News of fatal horse injuries at Santa Anita Park has drawn attention to the danger present at all racetracks. From late December through mid-March, 23 horses were euthanized at the track as a result of injuries from racing or training at Santa Anita in southern California. Whereas there is no known connection between Lasix and life-threatening injuries, some feel the move toward a ban on the use of Lasix in racing was at least in part a reaction to the recent trouble at Santa Anita.

"That's a cop out because it's not Lasix that's causing the horses to breakdown," McKnight said. "One has nothing to do with the other. It makes no sense to me, the whole thing. We have a problem at Santa Anita so now we're just going to ban all the drugs."

Oaklawn director of racing Jed Doro said the Lasix ban was the first step in a long-term effort to preserve the well-being of horses and the industry. He said it displayed a unity among tracks and racing organizations toward that end.
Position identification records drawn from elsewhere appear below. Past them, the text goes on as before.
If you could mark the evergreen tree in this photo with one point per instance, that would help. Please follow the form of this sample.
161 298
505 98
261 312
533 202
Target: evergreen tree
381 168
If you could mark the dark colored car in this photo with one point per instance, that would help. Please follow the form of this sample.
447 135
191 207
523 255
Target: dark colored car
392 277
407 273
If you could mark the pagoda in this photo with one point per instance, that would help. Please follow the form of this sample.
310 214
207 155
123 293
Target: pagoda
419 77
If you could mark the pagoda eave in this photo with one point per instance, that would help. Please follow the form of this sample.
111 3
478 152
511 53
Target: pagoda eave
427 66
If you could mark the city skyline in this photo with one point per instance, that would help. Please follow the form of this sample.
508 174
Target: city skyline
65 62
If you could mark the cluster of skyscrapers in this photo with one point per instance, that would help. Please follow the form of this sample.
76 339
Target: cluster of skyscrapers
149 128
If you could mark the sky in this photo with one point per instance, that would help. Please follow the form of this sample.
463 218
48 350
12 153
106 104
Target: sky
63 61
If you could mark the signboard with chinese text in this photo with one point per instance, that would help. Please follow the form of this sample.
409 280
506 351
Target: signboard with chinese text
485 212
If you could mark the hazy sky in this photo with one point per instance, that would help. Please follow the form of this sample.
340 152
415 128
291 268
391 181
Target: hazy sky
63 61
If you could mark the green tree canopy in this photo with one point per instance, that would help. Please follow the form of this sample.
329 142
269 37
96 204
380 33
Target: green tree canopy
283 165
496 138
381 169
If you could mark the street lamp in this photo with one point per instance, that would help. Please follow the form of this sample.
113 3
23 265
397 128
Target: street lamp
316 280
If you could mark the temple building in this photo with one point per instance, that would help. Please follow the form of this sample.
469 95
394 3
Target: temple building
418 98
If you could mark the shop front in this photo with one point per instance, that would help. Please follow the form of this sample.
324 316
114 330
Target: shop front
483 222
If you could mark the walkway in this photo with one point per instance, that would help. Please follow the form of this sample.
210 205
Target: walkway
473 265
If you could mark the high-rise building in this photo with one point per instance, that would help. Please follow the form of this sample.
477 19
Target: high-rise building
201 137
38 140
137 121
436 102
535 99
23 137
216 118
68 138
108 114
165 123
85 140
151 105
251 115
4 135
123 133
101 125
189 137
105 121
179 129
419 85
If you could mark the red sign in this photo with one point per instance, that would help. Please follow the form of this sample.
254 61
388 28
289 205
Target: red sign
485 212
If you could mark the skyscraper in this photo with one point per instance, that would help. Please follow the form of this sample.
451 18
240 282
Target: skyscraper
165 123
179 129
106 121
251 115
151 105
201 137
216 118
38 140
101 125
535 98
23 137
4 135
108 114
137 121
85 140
"For us, we're for integrity," Doro said. "We're for all the right safety measures, and this is a step in a direction of showing a coalition of almost everybody."

Louis Cella said his late father Charles Cella had pursued avenues toward drug-free racing during his long tenure as the owner and president of Oaklawn.

"In the '70s, my father campaigned against all medication," Cella said. "Back in the '70s, you could see medication creep into racing. He was the strongest advocate against any of that. Well, he lost that argument, and here we are, 50 years later, and every horse on the card is running on Lasix."

Cella said the Lasix bans over the next two years of racing were the first steps toward his father's goals and that he was unsure where they would lead. Regardless of the long-term results, McKnight said horsemen will adapt to the changes.

"Everybody will adjust, and things will happen," McKnight said. "Life will carry on."